Monday, August 15, 2016

Milwaukee is still burning

More problems in Milwaukee:
Police said one person was shot at a Milwaukee protest on Sunday and officers used an armored vehicle to retrieve the injured victim and rush the person to a hospital, as tense skirmishes erupted for a second night following the police shooting of a black man.

Some two dozen officers in riot gear confronted about 150 people who blocked an intersection near where the black man was fatally shot Saturday afternoon, and more arrived. Police moved in to try to disperse the crowd and warned of arrests after protesters threw bottles and rocks at police.
The National Guard is ready to take the streets, if needed.
Wisconsin Gov. Scott Walker put Wisconsin's National Guard on standby, and 125 Guard members reported to local armories to prepare for further instructions. Milwaukee police tweeted late Sunday that the National Guard had not been deployed.

Six businesses were burned in the unrest earlier in the weekend and 17 people people were arrested, [Milwaukee Police Chief Edward] Flynn said. Four officers were hurt from flying concrete and glass, although all of them had been released from hospital.
Meanwhile, the local alderman is complaining:
Milwaukee Alderman Khalif Rainey, who represents the neighborhood that erupted, said the city's black residents are "tired of living under this oppression."

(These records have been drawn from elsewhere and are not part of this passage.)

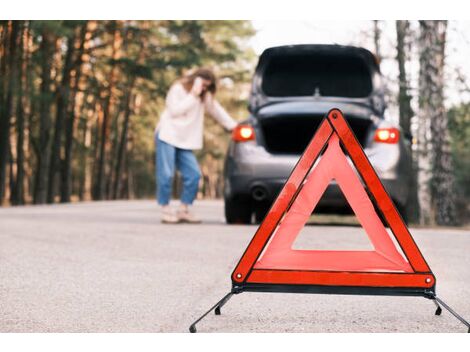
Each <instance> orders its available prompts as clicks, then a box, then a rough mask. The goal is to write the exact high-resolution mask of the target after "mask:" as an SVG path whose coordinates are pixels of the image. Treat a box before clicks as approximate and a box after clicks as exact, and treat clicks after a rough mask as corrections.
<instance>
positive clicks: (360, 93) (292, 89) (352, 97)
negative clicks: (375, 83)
mask: <svg viewBox="0 0 470 352" xmlns="http://www.w3.org/2000/svg"><path fill="white" fill-rule="evenodd" d="M262 77H263V78H262V80H263V81H262V90H263V92H264V94H265V95H266V96H268V97H276V98H280V97H283V98H285V97H302V96H323V97H345V98H364V97H367V96H369V94H371V92H372V80H371V73H370V70H369V68H368V66H367V64H366V62H365V61H364V59H363V58H362V57H360V56H357V55H351V54H350V53H341V54H338V53H330V52H315V51H313V52H312V51H308V52H300V53H295V54H289V55H280V56H273V57H272V58H271V59H270V60H269V62H268V63H267V65H266V68H265V70H264V72H263V75H262Z"/></svg>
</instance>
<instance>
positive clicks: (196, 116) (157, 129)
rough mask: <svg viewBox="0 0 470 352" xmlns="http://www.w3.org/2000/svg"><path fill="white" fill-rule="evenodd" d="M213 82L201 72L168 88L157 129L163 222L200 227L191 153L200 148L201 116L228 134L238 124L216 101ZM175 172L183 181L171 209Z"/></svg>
mask: <svg viewBox="0 0 470 352" xmlns="http://www.w3.org/2000/svg"><path fill="white" fill-rule="evenodd" d="M215 92H216V78H215V75H214V73H213V72H212V71H211V70H208V69H204V68H200V69H198V70H196V71H195V72H194V73H193V74H190V75H188V76H185V77H183V78H182V79H180V80H179V81H177V82H176V83H174V84H173V85H172V87H171V88H170V90H169V92H168V94H167V97H166V106H165V110H164V111H163V114H162V115H161V118H160V122H159V124H158V125H157V127H156V133H155V136H156V146H157V170H156V177H157V201H158V203H159V204H160V205H161V206H162V222H164V223H178V222H189V223H199V222H200V220H199V219H198V218H197V217H196V216H195V215H194V214H193V212H192V211H191V209H190V206H191V204H192V203H193V201H194V199H195V198H196V195H197V190H198V184H199V179H200V177H201V171H200V170H199V166H198V163H197V160H196V157H195V156H194V153H193V150H195V149H201V148H202V140H203V127H204V112H205V111H207V112H208V113H209V114H210V115H211V116H212V117H213V118H214V119H215V120H216V121H218V122H219V123H220V124H221V125H222V126H223V127H225V128H226V129H227V130H229V131H231V130H232V129H233V128H234V127H235V126H236V125H237V123H236V122H235V121H234V120H233V119H232V118H231V117H230V115H229V114H228V113H227V112H226V111H225V110H224V109H223V108H222V106H221V105H220V104H219V103H218V102H217V101H216V100H215V98H214V95H215ZM176 169H178V170H179V171H180V173H181V176H182V179H183V190H182V193H181V205H180V206H179V209H178V210H177V211H176V213H175V212H174V211H173V210H172V209H171V208H170V206H169V202H170V197H171V193H172V184H173V176H174V174H175V170H176Z"/></svg>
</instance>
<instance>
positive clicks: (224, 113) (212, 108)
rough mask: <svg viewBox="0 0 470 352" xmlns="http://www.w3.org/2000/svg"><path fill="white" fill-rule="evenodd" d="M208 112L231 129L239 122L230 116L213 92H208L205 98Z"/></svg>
mask: <svg viewBox="0 0 470 352" xmlns="http://www.w3.org/2000/svg"><path fill="white" fill-rule="evenodd" d="M204 104H205V107H206V110H207V112H208V113H209V114H210V115H211V116H212V117H213V118H214V119H215V120H216V121H217V122H218V123H220V124H221V125H222V126H224V127H225V129H227V130H229V131H231V130H233V129H234V127H235V126H236V125H237V122H236V121H235V120H234V119H232V118H231V117H230V115H229V114H228V113H227V111H225V109H224V108H223V107H222V106H221V105H220V104H219V102H218V101H217V100H215V99H214V98H213V97H212V95H211V94H207V95H206V97H205V99H204Z"/></svg>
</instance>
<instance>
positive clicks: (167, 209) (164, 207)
mask: <svg viewBox="0 0 470 352" xmlns="http://www.w3.org/2000/svg"><path fill="white" fill-rule="evenodd" d="M162 223H164V224H177V223H179V219H178V217H177V216H176V215H175V213H174V212H173V211H172V210H171V208H170V207H163V208H162Z"/></svg>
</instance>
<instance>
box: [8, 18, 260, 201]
mask: <svg viewBox="0 0 470 352" xmlns="http://www.w3.org/2000/svg"><path fill="white" fill-rule="evenodd" d="M253 34H254V31H253V29H252V27H251V24H250V22H248V21H133V20H131V21H0V135H1V138H0V193H1V199H2V200H6V198H7V197H6V196H8V195H9V196H10V197H9V199H10V202H11V204H22V203H24V202H26V203H30V202H34V203H36V204H43V203H45V202H49V203H53V202H55V201H56V200H57V195H58V194H60V201H61V202H68V201H71V200H73V199H74V198H75V197H76V198H75V199H77V198H78V199H87V200H89V199H118V198H126V197H134V196H135V197H149V196H151V195H153V194H154V191H155V173H154V163H153V160H154V152H155V146H154V133H153V131H154V127H155V124H156V122H157V120H158V116H159V115H160V114H161V111H162V109H163V107H164V101H165V94H166V92H167V90H168V88H169V87H170V85H171V84H172V83H173V82H174V81H175V80H176V79H177V78H179V77H180V76H181V75H182V74H183V73H185V72H186V71H187V70H189V69H192V68H194V67H195V66H202V65H204V66H209V67H212V68H214V69H215V70H216V71H217V73H218V74H219V75H220V76H221V77H222V78H223V80H222V81H226V80H229V81H230V82H232V83H231V85H230V90H231V94H227V90H226V89H224V85H223V84H222V85H220V90H219V92H218V94H219V99H221V100H222V101H223V104H224V105H225V106H227V107H228V110H229V111H230V112H231V113H232V115H235V116H240V117H242V116H243V115H244V111H245V110H246V107H245V106H246V105H245V104H246V91H247V90H248V89H249V81H250V79H251V77H250V75H249V72H250V70H251V69H252V68H253V64H254V59H255V56H254V55H253V52H252V50H251V49H250V48H249V47H248V39H249V38H250V37H251V36H252V35H253ZM214 137H216V138H214ZM228 139H229V137H228V136H227V135H226V134H225V133H223V132H222V129H221V128H220V127H219V126H217V125H216V124H214V123H213V122H212V121H211V120H209V121H208V128H207V135H206V136H205V140H206V145H207V149H210V150H208V151H203V152H201V153H198V157H199V159H200V161H201V163H202V164H203V165H204V168H203V169H204V170H205V172H206V174H207V175H206V176H207V177H206V178H205V179H207V182H206V183H205V184H204V187H203V190H204V193H203V194H204V195H205V196H213V195H218V194H220V189H221V182H220V180H222V178H221V175H220V174H221V170H222V162H223V154H224V151H225V149H226V147H227V143H228ZM208 188H209V189H210V190H209V191H207V189H208Z"/></svg>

"Now this is a warning cry. Where do we go from here? Where do we go as a community from here?" he asked.
Uh, Alderman Rainey? Aren't you part of the oppression? If the community wants to get someplace better, perhaps getting a better alderman would help.

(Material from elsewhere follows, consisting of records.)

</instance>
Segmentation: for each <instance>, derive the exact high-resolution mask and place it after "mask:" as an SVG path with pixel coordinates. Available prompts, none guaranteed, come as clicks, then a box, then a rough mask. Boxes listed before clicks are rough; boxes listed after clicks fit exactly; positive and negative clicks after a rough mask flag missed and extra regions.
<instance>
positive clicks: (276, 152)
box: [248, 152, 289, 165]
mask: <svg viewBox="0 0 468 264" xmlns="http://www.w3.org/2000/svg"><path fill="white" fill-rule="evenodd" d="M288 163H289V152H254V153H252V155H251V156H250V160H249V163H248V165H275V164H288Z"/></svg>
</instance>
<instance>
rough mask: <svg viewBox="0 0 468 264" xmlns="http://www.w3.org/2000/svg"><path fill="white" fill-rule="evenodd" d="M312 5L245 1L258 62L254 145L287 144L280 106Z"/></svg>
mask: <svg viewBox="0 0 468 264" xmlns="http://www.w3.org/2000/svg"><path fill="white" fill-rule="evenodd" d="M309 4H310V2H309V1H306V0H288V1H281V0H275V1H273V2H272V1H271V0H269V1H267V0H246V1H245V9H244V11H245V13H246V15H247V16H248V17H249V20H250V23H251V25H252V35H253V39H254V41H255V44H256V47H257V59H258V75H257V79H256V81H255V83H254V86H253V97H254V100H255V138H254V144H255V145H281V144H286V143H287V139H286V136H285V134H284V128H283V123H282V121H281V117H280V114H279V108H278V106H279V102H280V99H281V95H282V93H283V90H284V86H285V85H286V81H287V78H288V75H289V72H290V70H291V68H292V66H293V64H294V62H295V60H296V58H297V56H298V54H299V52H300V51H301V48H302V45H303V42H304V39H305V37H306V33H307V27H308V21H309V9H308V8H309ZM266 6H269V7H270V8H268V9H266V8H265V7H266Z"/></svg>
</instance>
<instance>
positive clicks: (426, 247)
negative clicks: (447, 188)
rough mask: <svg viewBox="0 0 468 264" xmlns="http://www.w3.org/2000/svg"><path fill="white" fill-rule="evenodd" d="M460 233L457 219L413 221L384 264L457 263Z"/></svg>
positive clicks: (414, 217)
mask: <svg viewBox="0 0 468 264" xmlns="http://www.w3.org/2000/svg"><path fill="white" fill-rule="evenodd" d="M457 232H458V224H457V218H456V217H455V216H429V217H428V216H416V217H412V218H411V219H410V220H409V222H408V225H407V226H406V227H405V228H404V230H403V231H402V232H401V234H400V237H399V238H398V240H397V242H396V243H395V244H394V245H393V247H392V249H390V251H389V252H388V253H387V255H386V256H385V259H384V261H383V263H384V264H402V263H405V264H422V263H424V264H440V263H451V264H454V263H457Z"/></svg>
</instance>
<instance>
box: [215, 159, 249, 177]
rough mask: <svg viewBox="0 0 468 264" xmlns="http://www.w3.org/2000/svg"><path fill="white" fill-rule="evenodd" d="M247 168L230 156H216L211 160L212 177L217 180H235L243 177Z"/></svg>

As always, the fog of war is in evidence. What's been striking thus far is comparing the response to this incident with what has happened recently here. There's been almost no reportage or new information about the Philando Castile case and it's been essentially quiet for a month now. Perhaps things will go silent in Milwaukee as well, but I'm guessing not. One difference in this case will be the involvement of David Clarke, the Milwaukee County sheriff, who loves to be on television. How much Clarke can actually do is questionable, as the line of responsibility between municipal and county law enforcement is murky.

For his part, the dead man, Sylville Smith, sounds like a charmer:
Milwaukee County Sheriff David Clarke said Smith had been arrested 13 times. Online court records showed a range of charges against Smith, many of them misdemeanors.

The Milwaukee Journal Sentinel reported that Smith was also charged in a shooting and was later charged with pressuring the victim to withdraw testimony that identified Smith as the gunman. The charges were dropped because the victim recanted the identification and failed to appear in court, Chief Deputy District Attorney Kent Lovern told the newspaper.
And that anecdote neatly encapsulates the problem in many cities. Victims of crimes are afraid to come forward and police aren't trusted. I don't know how you get out of the box.

2 comments:

Gino said...

people with jobs to be at dont usually have the time, energy, inclination to riot. bring back the factories and we wont have so much of this anger and shit. Vote Trump, its a small start in the right direction.

Bike Bubba said...

Somehow I think that any case where the police injure or kill a person is going to be this way going forward--at least if they are plausibly black. BLM is soon going to rank up there with Al Sharpton and Jesse Jackson in terms of the number of young blacks they've gotten killed, and all three are leaving the KKK in the dust in this sad regard.

Jobs would help, marriage would help a lot more, but I'm hoping now that people will start to realize that when the perp is armed and waving a gun at an officer, they at least ought to wait before having a riot about that perp's death.